Paul seguía en estado de shock, pero comprendió que habían ganado.
Tornaron la salida de emergencia y corrieron hasta el Golf. Paul arrancó sin mirar y a punto estuvo de chocar con otro coche que pasaba en ese momento.
Apretó el acelerador, torció a la derecha y entro en la rue Lucien-Samapaix. No tardó en comprender que iba en dirección prohibida y dio otro volantazo, esta vez a la izquierda, para tornar el boulevard Magenta.
La ciudad temblaba ante sus ojos. Las lagrimas se aliaban con la lluvia del parabrisas para nublarle la vista. Apenas distinguía las luces de los semáforos, que sangraban como heridas tras la cortina de agua.
Pasó el primer cruce sin detenerse y luego el segundo, en medio de un estrépito de frenazos y bocinazos. Paró ante el tercer semáforo. Durante unos segundos, un zumbido llenó su cabeza; luego, supo lo que tenía que hacer.
Verde.
Aceleró sin desembragar, caló, soltó una maldición.

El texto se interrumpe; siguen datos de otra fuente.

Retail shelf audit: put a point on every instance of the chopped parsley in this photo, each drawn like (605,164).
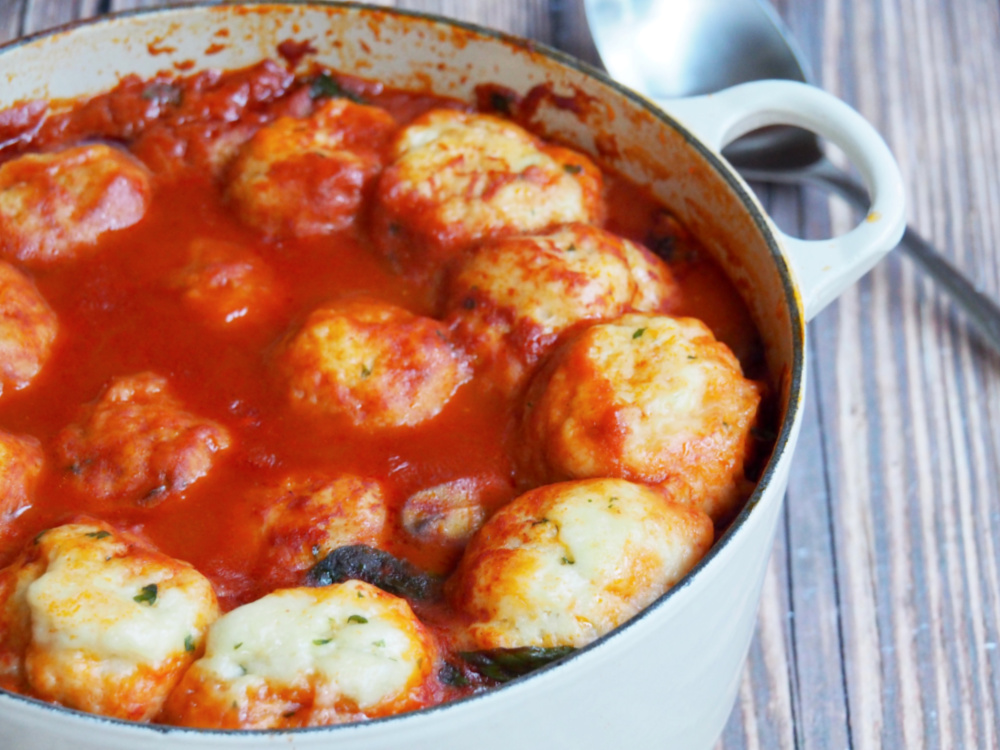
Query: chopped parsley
(147,594)
(324,86)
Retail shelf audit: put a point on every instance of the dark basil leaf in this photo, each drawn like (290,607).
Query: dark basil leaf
(377,567)
(504,664)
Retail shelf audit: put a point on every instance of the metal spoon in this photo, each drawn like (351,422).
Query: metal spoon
(675,48)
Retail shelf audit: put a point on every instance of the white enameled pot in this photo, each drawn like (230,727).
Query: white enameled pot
(667,678)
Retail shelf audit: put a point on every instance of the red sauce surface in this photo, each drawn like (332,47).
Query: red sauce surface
(119,315)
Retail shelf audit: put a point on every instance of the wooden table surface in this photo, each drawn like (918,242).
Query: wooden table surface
(881,611)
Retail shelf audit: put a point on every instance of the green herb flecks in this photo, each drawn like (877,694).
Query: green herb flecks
(147,595)
(324,86)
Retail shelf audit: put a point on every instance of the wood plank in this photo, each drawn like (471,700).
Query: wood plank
(11,15)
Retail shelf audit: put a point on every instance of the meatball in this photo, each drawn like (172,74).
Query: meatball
(28,329)
(20,465)
(227,284)
(376,364)
(307,518)
(564,564)
(303,177)
(651,398)
(512,298)
(53,206)
(307,657)
(136,443)
(456,178)
(97,620)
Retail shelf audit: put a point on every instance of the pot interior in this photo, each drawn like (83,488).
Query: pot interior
(571,103)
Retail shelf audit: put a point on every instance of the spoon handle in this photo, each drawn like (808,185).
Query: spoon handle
(982,311)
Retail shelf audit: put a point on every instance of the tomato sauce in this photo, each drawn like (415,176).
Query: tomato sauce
(120,313)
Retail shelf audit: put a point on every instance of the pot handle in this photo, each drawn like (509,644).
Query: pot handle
(822,268)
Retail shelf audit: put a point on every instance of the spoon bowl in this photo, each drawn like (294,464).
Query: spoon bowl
(669,49)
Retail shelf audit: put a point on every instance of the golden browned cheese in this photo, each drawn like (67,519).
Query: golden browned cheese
(378,365)
(137,443)
(651,398)
(456,178)
(308,657)
(564,564)
(28,329)
(21,462)
(306,518)
(511,299)
(226,284)
(96,620)
(299,177)
(54,206)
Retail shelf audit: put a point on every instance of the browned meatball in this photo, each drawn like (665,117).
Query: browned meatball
(651,398)
(374,363)
(307,518)
(299,177)
(305,657)
(20,464)
(456,178)
(512,298)
(227,284)
(53,206)
(565,563)
(28,328)
(96,619)
(136,443)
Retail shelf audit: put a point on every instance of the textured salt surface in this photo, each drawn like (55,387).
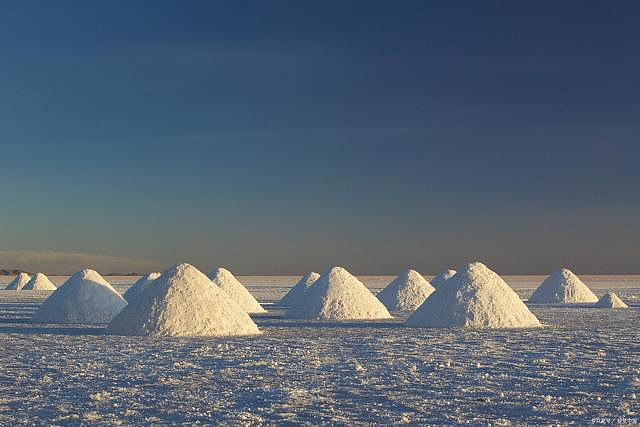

Iba a accionar la llave de contacto, cuando oyó la voz de Schiffer:
—¿Adónde vas?
—A comisaría -farfulló Paul-. Estás detenido, pedazo de salvaje.
Al otro lado de la plaza, la estación del Este brillaba como un trasatlántico. Paul acababa de arrancar cuando Schiffer estiró la pierna y apretó el pedal del acelerador.
—Maldito hijo de…
Schiffer agarró el volante y tiró de él hacia la derecha. El coche se lanzó hacia la rue Sibour, una calleja en diagonal que bordea la iglesia de Saint-Laurent. El Cifra volvió a tirar del volante con una sola mano e hizo que el Golf saltara sobre la mediana del carril para bicicletas y chocara contra el bordillo de la acera.
Paul se clavó el volante en las costillas. Resolló, tosió y se cubrió de sudor. Cerró el puño y se volvió hacia su acompañante dispuesto a destrozarle la mandíbula.
La palidez de Schiffer lo disuadió. Había vuelto a envejecer veinte años. El perfil de su rostro se fundía con la línea del flácido cuello. Sus ojos se habían vuelto tan vidriosos que parecían transparentes. Tenía el rostro de un cadáver.